On my system, a pretty normal Ubuntu 13.10, the french accented characters "éèàçù..." are always handled correctly by whatever tools I use, despite LC_ environment variables being set to en_US.UTF-8. In particular command line utilities like grep, cat, ... always read and print these characters without a hitch.
Despite these remarks, such a small program as
int main() {
printf("%c", getchar());
return 0;
}
fails when the user enters "é".
From the man pages, and a lot of googling, there is no standard way to close stdout, then reopening it. From man fwide(), if stdout is in byte mode, I can't pass it to wide character mode, short of closing it and reopening it... therefore I can't use getwchar() and wprintf().
I can't believe that every single utility like cat, grep, etc... reimplements a way to manage wide characters, yet from my research, I see no other way.
Is it my system that has a problem? I can't see how since every utility works flawlessly. What am I missing, please?

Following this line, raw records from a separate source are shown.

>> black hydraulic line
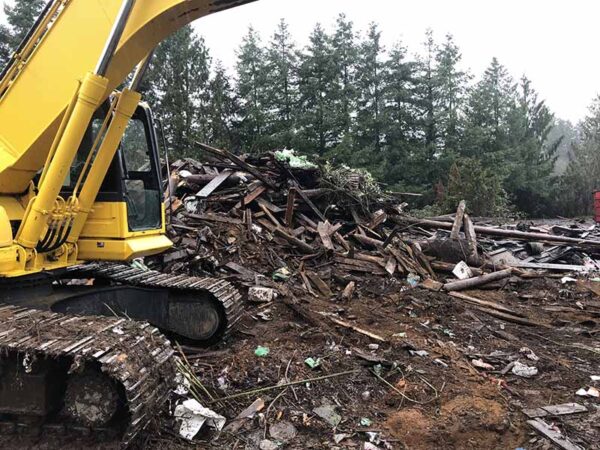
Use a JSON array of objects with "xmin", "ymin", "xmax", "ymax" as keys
[
  {"xmin": 0, "ymin": 0, "xmax": 55, "ymax": 80},
  {"xmin": 95, "ymin": 0, "xmax": 136, "ymax": 77},
  {"xmin": 37, "ymin": 223, "xmax": 60, "ymax": 253}
]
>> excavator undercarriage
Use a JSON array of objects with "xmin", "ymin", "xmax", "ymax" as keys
[{"xmin": 0, "ymin": 264, "xmax": 243, "ymax": 445}]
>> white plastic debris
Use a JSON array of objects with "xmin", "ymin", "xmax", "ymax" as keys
[
  {"xmin": 519, "ymin": 347, "xmax": 540, "ymax": 362},
  {"xmin": 173, "ymin": 372, "xmax": 190, "ymax": 395},
  {"xmin": 560, "ymin": 276, "xmax": 577, "ymax": 284},
  {"xmin": 576, "ymin": 387, "xmax": 600, "ymax": 398},
  {"xmin": 511, "ymin": 361, "xmax": 538, "ymax": 378},
  {"xmin": 174, "ymin": 399, "xmax": 226, "ymax": 440},
  {"xmin": 184, "ymin": 197, "xmax": 200, "ymax": 214},
  {"xmin": 178, "ymin": 170, "xmax": 193, "ymax": 178},
  {"xmin": 591, "ymin": 375, "xmax": 600, "ymax": 382},
  {"xmin": 248, "ymin": 286, "xmax": 277, "ymax": 303},
  {"xmin": 452, "ymin": 261, "xmax": 474, "ymax": 280},
  {"xmin": 471, "ymin": 359, "xmax": 494, "ymax": 371}
]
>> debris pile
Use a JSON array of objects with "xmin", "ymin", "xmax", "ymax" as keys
[
  {"xmin": 155, "ymin": 143, "xmax": 433, "ymax": 303},
  {"xmin": 142, "ymin": 145, "xmax": 600, "ymax": 450}
]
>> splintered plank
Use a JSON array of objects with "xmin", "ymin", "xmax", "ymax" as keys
[
  {"xmin": 197, "ymin": 142, "xmax": 277, "ymax": 188},
  {"xmin": 527, "ymin": 418, "xmax": 584, "ymax": 450},
  {"xmin": 196, "ymin": 170, "xmax": 233, "ymax": 198},
  {"xmin": 523, "ymin": 403, "xmax": 587, "ymax": 419},
  {"xmin": 235, "ymin": 184, "xmax": 267, "ymax": 209}
]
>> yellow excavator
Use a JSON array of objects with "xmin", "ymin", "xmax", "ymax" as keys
[{"xmin": 0, "ymin": 0, "xmax": 255, "ymax": 444}]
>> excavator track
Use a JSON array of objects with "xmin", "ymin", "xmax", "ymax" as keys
[
  {"xmin": 0, "ymin": 304, "xmax": 177, "ymax": 447},
  {"xmin": 65, "ymin": 262, "xmax": 244, "ymax": 341}
]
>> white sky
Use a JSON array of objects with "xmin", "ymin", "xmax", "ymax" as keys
[
  {"xmin": 1, "ymin": 0, "xmax": 598, "ymax": 122},
  {"xmin": 195, "ymin": 0, "xmax": 600, "ymax": 123}
]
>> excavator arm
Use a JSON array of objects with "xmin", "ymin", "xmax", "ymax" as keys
[
  {"xmin": 0, "ymin": 0, "xmax": 256, "ymax": 275},
  {"xmin": 0, "ymin": 0, "xmax": 255, "ymax": 194}
]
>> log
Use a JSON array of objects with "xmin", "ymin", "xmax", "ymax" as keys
[
  {"xmin": 450, "ymin": 200, "xmax": 466, "ymax": 239},
  {"xmin": 397, "ymin": 216, "xmax": 600, "ymax": 247},
  {"xmin": 431, "ymin": 261, "xmax": 484, "ymax": 277},
  {"xmin": 352, "ymin": 234, "xmax": 384, "ymax": 248},
  {"xmin": 274, "ymin": 228, "xmax": 316, "ymax": 254},
  {"xmin": 443, "ymin": 268, "xmax": 513, "ymax": 292}
]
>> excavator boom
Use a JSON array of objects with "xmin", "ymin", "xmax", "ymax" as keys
[{"xmin": 0, "ymin": 0, "xmax": 255, "ymax": 193}]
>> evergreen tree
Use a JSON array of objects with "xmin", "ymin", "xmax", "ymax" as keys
[
  {"xmin": 1, "ymin": 0, "xmax": 46, "ymax": 68},
  {"xmin": 382, "ymin": 41, "xmax": 419, "ymax": 189},
  {"xmin": 206, "ymin": 61, "xmax": 238, "ymax": 150},
  {"xmin": 236, "ymin": 26, "xmax": 269, "ymax": 153},
  {"xmin": 435, "ymin": 34, "xmax": 469, "ymax": 154},
  {"xmin": 462, "ymin": 57, "xmax": 515, "ymax": 167},
  {"xmin": 354, "ymin": 22, "xmax": 386, "ymax": 162},
  {"xmin": 145, "ymin": 26, "xmax": 212, "ymax": 158},
  {"xmin": 296, "ymin": 23, "xmax": 338, "ymax": 155},
  {"xmin": 558, "ymin": 97, "xmax": 600, "ymax": 216},
  {"xmin": 4, "ymin": 0, "xmax": 46, "ymax": 48},
  {"xmin": 504, "ymin": 76, "xmax": 558, "ymax": 214},
  {"xmin": 264, "ymin": 19, "xmax": 298, "ymax": 149},
  {"xmin": 413, "ymin": 30, "xmax": 440, "ymax": 158},
  {"xmin": 331, "ymin": 14, "xmax": 358, "ymax": 140}
]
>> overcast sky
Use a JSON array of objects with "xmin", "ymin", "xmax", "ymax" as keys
[
  {"xmin": 1, "ymin": 0, "xmax": 597, "ymax": 122},
  {"xmin": 195, "ymin": 0, "xmax": 600, "ymax": 123}
]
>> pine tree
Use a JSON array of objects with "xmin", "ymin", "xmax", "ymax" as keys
[
  {"xmin": 4, "ymin": 0, "xmax": 46, "ymax": 48},
  {"xmin": 462, "ymin": 57, "xmax": 516, "ymax": 166},
  {"xmin": 145, "ymin": 26, "xmax": 212, "ymax": 158},
  {"xmin": 236, "ymin": 26, "xmax": 269, "ymax": 153},
  {"xmin": 296, "ymin": 23, "xmax": 338, "ymax": 156},
  {"xmin": 414, "ymin": 30, "xmax": 439, "ymax": 158},
  {"xmin": 264, "ymin": 19, "xmax": 298, "ymax": 149},
  {"xmin": 435, "ymin": 34, "xmax": 469, "ymax": 154},
  {"xmin": 505, "ymin": 76, "xmax": 559, "ymax": 214},
  {"xmin": 353, "ymin": 23, "xmax": 386, "ymax": 164},
  {"xmin": 206, "ymin": 61, "xmax": 238, "ymax": 150},
  {"xmin": 331, "ymin": 14, "xmax": 358, "ymax": 140},
  {"xmin": 382, "ymin": 41, "xmax": 419, "ymax": 189},
  {"xmin": 1, "ymin": 0, "xmax": 46, "ymax": 68},
  {"xmin": 558, "ymin": 97, "xmax": 600, "ymax": 216}
]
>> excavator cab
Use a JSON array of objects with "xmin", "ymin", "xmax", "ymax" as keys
[{"xmin": 61, "ymin": 100, "xmax": 172, "ymax": 261}]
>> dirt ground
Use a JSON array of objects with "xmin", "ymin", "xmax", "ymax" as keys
[{"xmin": 136, "ymin": 273, "xmax": 600, "ymax": 450}]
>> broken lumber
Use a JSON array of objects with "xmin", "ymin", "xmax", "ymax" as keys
[
  {"xmin": 527, "ymin": 418, "xmax": 584, "ymax": 450},
  {"xmin": 463, "ymin": 213, "xmax": 479, "ymax": 261},
  {"xmin": 329, "ymin": 317, "xmax": 387, "ymax": 342},
  {"xmin": 397, "ymin": 216, "xmax": 600, "ymax": 247},
  {"xmin": 450, "ymin": 200, "xmax": 466, "ymax": 239},
  {"xmin": 197, "ymin": 142, "xmax": 277, "ymax": 189},
  {"xmin": 449, "ymin": 291, "xmax": 524, "ymax": 317},
  {"xmin": 274, "ymin": 228, "xmax": 316, "ymax": 254},
  {"xmin": 443, "ymin": 268, "xmax": 513, "ymax": 291},
  {"xmin": 196, "ymin": 170, "xmax": 233, "ymax": 198}
]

When a C program starts, stdout
, stdin
and stderr
are neither byte nor wide-character oriented. fwide(stdin, 0)
should return 0 at this point.
If you expand your minimal program to:
#include <stdio.h>
#include <locale.h>
#include <wchar.h>
int main()
{
setlocale(LC_ALL, "");
printf("%lc\n", getwchar());
return 0;
}
Then it should work as you expect. (There is no need to explicitly set the orientation of stdin
here - since the first operation on it is a wide-character operation, it will have wide-character orientation).
You do need to use getwchar()
instead of getchar()
if you want to read a wide character with it, though.